I am totally new to Java, so any help will be much appreciated. Sorry for all that code and thanks for your help!!

Recommended Answers

All 3 Replies

Layout managers are pretty fickle about using or ignoring your component's sizes. You could try setMinimumSize for your panel as well as setSize.

You're totally right about that.
Someone told me to use

signpanel.setPreferredSize(new Dimensions(width, height));

... which I did. And it worked momentarily. But then I changed the gridlayout to
GridLayout(3,1) because I wanted all components to be one under the other and the panle just vanished!! Any suggestions what I should do now?
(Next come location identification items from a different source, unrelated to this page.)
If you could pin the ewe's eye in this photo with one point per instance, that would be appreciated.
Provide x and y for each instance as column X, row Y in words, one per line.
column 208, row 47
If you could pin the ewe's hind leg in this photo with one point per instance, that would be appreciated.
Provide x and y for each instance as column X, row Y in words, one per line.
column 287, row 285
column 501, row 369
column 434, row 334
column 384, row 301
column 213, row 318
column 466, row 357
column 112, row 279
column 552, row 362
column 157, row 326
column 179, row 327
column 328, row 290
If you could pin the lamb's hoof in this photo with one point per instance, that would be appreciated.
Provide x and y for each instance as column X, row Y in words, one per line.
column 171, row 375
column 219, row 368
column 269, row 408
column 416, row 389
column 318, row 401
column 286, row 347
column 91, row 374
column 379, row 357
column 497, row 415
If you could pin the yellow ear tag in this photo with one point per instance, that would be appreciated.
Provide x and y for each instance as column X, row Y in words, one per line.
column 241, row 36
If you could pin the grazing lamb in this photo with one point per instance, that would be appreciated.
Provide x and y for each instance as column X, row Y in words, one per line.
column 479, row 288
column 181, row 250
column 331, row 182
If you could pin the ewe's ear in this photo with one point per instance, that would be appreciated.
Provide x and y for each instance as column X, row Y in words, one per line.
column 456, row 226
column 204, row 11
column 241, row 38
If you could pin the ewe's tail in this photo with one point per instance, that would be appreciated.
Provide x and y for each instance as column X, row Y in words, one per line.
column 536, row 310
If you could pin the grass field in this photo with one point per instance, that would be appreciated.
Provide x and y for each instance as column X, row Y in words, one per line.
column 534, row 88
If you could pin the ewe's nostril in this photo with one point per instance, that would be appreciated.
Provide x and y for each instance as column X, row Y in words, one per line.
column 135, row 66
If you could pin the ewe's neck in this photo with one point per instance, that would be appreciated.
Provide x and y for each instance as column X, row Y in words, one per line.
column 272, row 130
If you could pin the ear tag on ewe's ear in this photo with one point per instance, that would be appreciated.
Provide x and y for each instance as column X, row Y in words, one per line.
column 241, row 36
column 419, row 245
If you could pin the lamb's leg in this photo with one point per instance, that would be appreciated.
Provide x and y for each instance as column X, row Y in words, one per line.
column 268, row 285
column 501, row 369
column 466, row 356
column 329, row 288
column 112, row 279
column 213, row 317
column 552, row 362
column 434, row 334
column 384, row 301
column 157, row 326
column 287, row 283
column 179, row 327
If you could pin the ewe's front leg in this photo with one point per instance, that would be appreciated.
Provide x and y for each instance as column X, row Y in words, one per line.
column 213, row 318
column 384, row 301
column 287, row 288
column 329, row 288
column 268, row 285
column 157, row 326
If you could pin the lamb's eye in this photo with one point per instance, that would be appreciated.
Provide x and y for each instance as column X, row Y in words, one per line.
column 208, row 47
In general with GridLayout its safer to have a zero number of rows because otherwize the number of columns can be ignored (see the GridLayout API doc for details)

When both the number of rows and the number of columns have been set to non-zero values, either by a constructor or by the setRows and setColumns methods, the number of columns specified is ignored. Instead, the number of columns is determined from the specified number of rows and the total number of components in the layout.

But anyway, all I can suggest is to set size, preferred size, and minimum size and hope your layout manager will respect one of them. OR take the plunge into GridBagLayout which has a steep learning curve but has never failed to let me do whatever I need.